The ex vivo SC tape-stripping experiments with BMV showed extremely good qualitative and quantitative agreement with previously published (8) human in vivo studies (Figs 2 and 3). The results demonstrate that carefully conducted studies on excised skin (and, in this instance, excised skin from a recognized and generally-considered acceptable model for the human barrier (19, 20)) can be usefully predictive of the in vivo situation, as has been intimated before (21). While it may be unlikely that this strategy would eventually evolve into any sort of regulatory guidance, the availability of an alternative, ex vivo approach may be attractive in formulation development and optimisation.

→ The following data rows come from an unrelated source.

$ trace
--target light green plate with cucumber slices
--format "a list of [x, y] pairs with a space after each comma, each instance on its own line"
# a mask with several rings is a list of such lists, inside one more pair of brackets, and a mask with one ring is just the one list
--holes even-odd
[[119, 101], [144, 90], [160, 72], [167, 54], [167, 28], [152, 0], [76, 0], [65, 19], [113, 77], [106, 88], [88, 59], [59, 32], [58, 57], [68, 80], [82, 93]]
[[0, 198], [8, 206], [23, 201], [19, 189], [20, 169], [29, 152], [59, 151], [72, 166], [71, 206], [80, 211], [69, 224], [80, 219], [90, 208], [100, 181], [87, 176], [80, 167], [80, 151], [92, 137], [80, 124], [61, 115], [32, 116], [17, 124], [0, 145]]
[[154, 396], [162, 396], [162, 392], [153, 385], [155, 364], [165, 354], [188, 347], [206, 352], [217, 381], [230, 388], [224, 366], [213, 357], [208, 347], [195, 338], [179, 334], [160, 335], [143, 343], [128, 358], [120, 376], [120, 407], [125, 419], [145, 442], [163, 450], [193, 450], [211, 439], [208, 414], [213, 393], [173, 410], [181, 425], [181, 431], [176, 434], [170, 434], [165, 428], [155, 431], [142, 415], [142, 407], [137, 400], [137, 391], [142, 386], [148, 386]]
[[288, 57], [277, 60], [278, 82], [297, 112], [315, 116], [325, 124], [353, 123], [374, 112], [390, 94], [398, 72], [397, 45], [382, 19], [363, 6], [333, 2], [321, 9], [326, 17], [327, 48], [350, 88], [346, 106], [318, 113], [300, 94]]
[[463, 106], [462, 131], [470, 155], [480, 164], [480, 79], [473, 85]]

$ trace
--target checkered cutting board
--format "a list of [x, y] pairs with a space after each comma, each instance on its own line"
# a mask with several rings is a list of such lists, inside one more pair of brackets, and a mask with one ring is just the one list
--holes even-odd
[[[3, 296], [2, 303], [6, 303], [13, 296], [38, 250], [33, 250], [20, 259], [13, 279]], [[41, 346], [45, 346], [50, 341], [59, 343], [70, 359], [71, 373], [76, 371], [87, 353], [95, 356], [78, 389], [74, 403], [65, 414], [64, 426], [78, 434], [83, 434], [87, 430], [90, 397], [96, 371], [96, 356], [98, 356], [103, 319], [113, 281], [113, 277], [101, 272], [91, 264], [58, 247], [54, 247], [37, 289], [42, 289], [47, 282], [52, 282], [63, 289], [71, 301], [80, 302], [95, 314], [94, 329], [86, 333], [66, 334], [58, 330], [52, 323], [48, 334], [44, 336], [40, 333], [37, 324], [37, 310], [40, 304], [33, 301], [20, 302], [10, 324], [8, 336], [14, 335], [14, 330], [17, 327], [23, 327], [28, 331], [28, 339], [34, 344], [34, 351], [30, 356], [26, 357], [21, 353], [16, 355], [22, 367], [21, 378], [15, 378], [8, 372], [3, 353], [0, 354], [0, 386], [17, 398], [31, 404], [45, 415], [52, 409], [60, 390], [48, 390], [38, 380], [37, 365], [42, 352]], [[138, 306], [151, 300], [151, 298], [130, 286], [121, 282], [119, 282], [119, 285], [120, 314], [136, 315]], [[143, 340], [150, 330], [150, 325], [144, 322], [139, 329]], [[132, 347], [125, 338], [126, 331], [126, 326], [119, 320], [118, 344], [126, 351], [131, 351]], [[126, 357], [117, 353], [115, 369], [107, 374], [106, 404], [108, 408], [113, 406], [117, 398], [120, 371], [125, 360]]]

The results from the EN ex vivo tape-stripping study were mixed from the standpoint of correlation with the previously published in vivo human data (9). On the positive side, the uptake of the drug into the SC of excised porcine skin over 6 h correlated completely with the data in man and (correctly) demonstrated the equivalence between the three drug products tested (Tables II and III). In contrast, while the results from the clearance part of the study were self-consistent in that they also indicated the equivalence of the formulations (Fig. 4), the data diverged, however, from the earlier in vivo observations. In vivo, there was about a 30% reduction in the SC level of econazole during the clearance phase but, ex vivo, there was no decrease at all. The most likely and obvious explanation for this observation is that excised skin lacks a functioning microcirculation and fails to provide, as a result, the sink conditions necessary to clear a very lipophilic drug like econazole. This active moiety prefers to remain in the SC, therefore, and does not deplete significantly over the 17-h period subsequent to the removal of residual formulation. This implies that an ex vivo tape-stripping approach to assess topical bioequivalence may not routinely furnish information on the elimination aspect of ‘skin pharmacokinetics’, especially for drugs with high log P values. However, this does not mean that such experiments are without value; on the contrary, data on the uptake phase are extremely useful for optimising the design of an in vivo experiment and for providing valuable insight into the performance of prototypical formulations being considered for clinical evaluation. That having been said, suitable modifications to the protocol used here may permit this approach to also shed light on the clearance process; for example, maintaining the skin in contact with a receptor chamber of large volume, or with a flow-through option, and using thinner sections of excised skin are strategies worthy of investigation.

In conclusion, the results of this investigation confirm that techniques, such as IVRT and SC tape-stripping, are robust approaches with which to characterise aspects of topical drug product performance that contribute to the active pharmaceutical ingredient’s ultimate bioavailability in the skin. However, each of the methods used here have limitations that have been articulated above: IVRT can address features of the formulation’s quality, but cannot report on the manner in which the product will interact with the skin; ex vivo tape-stripping permits good prediction of drug uptake into the SC in vivo but, with respect to the determination of drug clearance, careful attention needs to be paid to the optimisation of the experimental design. Because of the brevity of the experiments performed, no useful information on drug permeation through excised skin was obtained; nevertheless, it is clear that classic in vitro penetration experiments also have an important role to play in the armoury of tools available for the assessment of topical bioavailability.